I think of my friends, many of whom picked me up and dusted me off when Life threw me a curveball, knocking me to the dirt. The least I can do is to keep running, like a prayer in motion. I decide to run by one girlfriend’s house in particular, not necessarily to stop (although I would if she wanted me to), but more like an intentional prayer loop, holding her tangibly in my thoughts and heart. It will add an extra mile to my route, but that’s what friends do. And as an incentive, I intend to let myself walk the last mile home.

I don’t stop and knock at my friend’s door because I don’t want to interrupt. (Not to mention that I suspect she would prefer a “virtual hug” from her panting, sweaty friend.) But I do hesitate for a moment — even though I’m afraid I might not get moving again — in an expression of solidarity. Like the song says, “When you’ve got troubles, I’ve got troubles, too.” I hold her in my heart and inhale. I exhale encouraging thoughts in her direction.

Inhale, exhale, repeat. Another of my favorite mantras.

Yo puedo! (I can!)

I begin to move again, first walking, then running, mentally pushing myself with the same thoughts I directed toward my friend. As I approach the home stretch, I am still thinking about several friends and the challenges ahead.

No tengo miedo! (I am not afraid!)

I remember their strength, their faith, their capacity for love, forgiveness and humor. I am winded. I’ve now achieved the prescribed 5 miles and can completely justify walking the last hill. My legs are heavy.

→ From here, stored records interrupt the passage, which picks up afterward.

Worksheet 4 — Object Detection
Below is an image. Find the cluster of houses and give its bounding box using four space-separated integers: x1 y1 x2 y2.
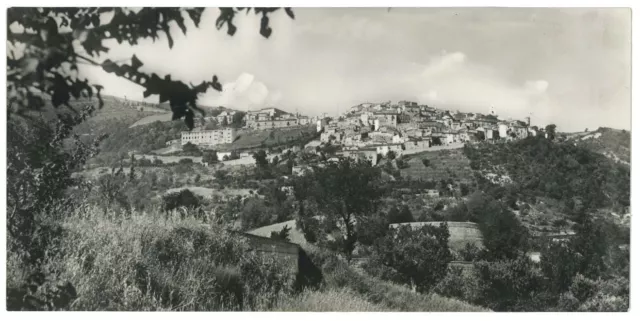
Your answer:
245 108 317 130
317 101 538 164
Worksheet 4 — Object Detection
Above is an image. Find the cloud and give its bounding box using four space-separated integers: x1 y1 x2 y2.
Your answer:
202 72 282 110
410 52 549 118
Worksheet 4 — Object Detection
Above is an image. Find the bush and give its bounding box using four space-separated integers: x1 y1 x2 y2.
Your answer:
474 256 544 311
374 223 451 292
178 158 193 164
433 266 480 302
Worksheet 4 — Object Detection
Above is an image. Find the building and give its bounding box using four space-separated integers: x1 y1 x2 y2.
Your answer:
316 118 327 133
247 118 298 130
498 123 509 138
338 147 378 166
298 116 311 126
373 111 398 127
291 165 313 176
404 137 431 150
398 113 411 124
216 110 236 124
180 128 237 146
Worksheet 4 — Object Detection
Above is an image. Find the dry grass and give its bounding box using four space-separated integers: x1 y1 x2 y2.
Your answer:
273 288 395 312
7 204 485 312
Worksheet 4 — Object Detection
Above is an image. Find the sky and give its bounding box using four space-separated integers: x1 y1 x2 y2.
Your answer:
76 8 631 131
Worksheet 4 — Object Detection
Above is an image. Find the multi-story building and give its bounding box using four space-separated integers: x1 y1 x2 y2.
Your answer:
338 147 378 166
180 128 237 146
216 110 236 124
247 118 298 130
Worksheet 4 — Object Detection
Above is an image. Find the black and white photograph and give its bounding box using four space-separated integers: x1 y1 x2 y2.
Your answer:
1 1 637 312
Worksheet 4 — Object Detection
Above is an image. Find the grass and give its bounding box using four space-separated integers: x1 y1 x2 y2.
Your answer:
273 288 395 312
7 207 485 312
305 245 489 312
400 149 473 182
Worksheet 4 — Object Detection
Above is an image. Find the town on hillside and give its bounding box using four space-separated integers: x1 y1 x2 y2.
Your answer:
178 100 545 165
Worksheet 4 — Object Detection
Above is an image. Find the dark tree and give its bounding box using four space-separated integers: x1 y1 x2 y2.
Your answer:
375 223 452 292
544 124 556 140
298 158 381 260
271 225 291 242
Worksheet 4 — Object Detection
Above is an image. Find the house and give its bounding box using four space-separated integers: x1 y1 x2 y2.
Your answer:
338 147 378 166
291 165 313 176
246 118 298 130
298 116 311 126
180 128 237 146
398 113 411 124
424 189 440 197
373 111 398 127
418 121 446 132
498 123 509 138
404 137 431 150
216 110 236 124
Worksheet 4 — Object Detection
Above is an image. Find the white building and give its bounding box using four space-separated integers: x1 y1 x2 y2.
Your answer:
180 128 237 146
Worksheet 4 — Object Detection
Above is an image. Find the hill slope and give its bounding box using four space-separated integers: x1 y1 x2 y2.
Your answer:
567 127 631 165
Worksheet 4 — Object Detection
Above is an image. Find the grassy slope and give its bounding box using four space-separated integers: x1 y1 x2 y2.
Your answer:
218 126 316 150
7 208 485 311
400 149 473 182
570 128 631 164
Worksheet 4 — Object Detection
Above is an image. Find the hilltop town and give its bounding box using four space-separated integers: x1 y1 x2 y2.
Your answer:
173 101 544 165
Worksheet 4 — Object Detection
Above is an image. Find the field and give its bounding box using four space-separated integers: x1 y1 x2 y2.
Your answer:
217 126 316 150
130 113 173 128
400 148 473 182
247 220 307 244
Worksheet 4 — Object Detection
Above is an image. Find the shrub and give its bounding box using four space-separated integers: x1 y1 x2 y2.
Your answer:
271 225 291 242
474 255 543 311
374 223 451 292
434 266 480 302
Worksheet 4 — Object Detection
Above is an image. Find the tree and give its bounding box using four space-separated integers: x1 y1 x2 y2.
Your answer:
544 124 556 140
387 205 414 224
202 150 218 164
387 150 396 160
474 255 544 311
231 111 246 128
7 7 293 128
374 223 452 292
300 158 381 260
271 225 291 242
182 143 202 156
253 150 269 169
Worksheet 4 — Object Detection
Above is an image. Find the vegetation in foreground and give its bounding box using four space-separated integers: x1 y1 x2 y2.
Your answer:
7 208 482 311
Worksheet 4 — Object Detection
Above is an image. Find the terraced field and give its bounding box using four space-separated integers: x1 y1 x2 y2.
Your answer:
400 148 473 182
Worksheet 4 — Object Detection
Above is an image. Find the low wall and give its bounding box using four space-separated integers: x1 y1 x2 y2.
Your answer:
233 232 322 288
389 222 483 250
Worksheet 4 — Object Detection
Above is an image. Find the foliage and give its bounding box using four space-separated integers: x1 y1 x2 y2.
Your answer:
374 223 452 292
182 142 202 156
7 112 99 264
294 158 380 259
433 266 480 302
202 150 218 164
7 7 293 128
474 256 543 311
464 136 630 210
270 225 291 242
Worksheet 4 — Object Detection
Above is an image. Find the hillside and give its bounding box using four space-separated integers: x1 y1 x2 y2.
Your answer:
567 127 631 165
464 137 630 212
131 105 234 127
400 149 473 183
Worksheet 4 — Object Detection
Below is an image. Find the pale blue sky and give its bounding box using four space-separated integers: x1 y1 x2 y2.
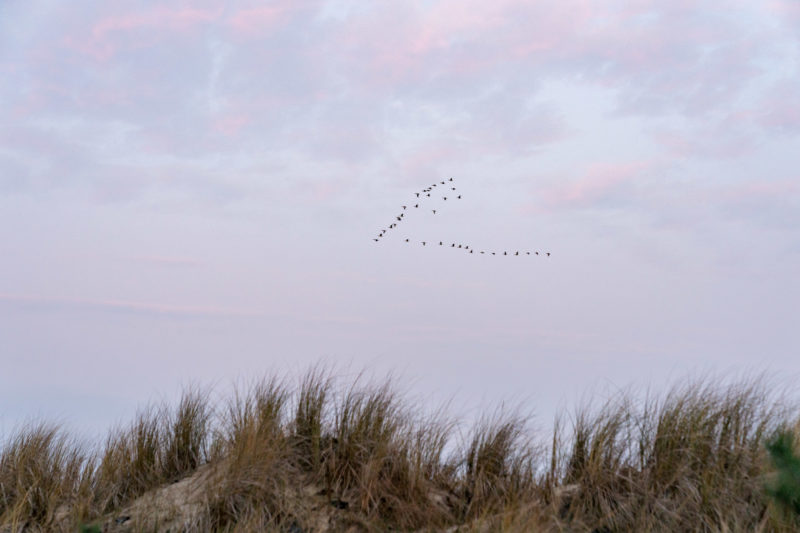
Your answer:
0 0 800 431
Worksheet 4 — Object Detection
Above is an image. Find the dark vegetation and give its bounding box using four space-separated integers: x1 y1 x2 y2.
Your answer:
0 369 800 533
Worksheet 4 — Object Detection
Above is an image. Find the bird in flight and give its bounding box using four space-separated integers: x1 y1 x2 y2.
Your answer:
372 178 551 257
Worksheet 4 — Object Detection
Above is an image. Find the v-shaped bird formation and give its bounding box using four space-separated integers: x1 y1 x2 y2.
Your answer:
372 178 550 257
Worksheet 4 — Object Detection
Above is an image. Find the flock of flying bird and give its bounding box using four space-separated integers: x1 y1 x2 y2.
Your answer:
372 178 550 257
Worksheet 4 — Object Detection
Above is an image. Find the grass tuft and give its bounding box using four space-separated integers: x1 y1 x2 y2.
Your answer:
0 367 800 532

Soy fuerte! (I am strong!)

But as I contemplate the pain, anger and fear facing some of my friends, I press on. These women and men propelled me along my own healing journey with their strength and positive energy, and they inspire me still. I aim to encourage them and offer support along theirs.

Salgo adelante! (I’m moving forward!)

It is not until the steep hill home that my own tears spill over, but this is the place real strength lies, where the wounded little girl and the princess warrior make their way. Because the fact of the matter is that vulnerability and humility often require more fortitude than climbing up a hill. The tears and the sweat run together in one salty mess. Which is why I recommend wearing sunglasses on a run.

Yo si puedo! SI! (Yes, I can! YES!)

I reach the top and smile.

Whether you call it prayer, intention or desire, I believe that there is power in the positive thoughts that we radiate toward our loved ones. In fact, I know this to be true because I have experienced time and again the lift that comes when friends hold me in their hearts.

That extra hill was for you, my friend.

!Si, yo puedo!”


Wishing you light and strength on your healing path. And words of encouragement.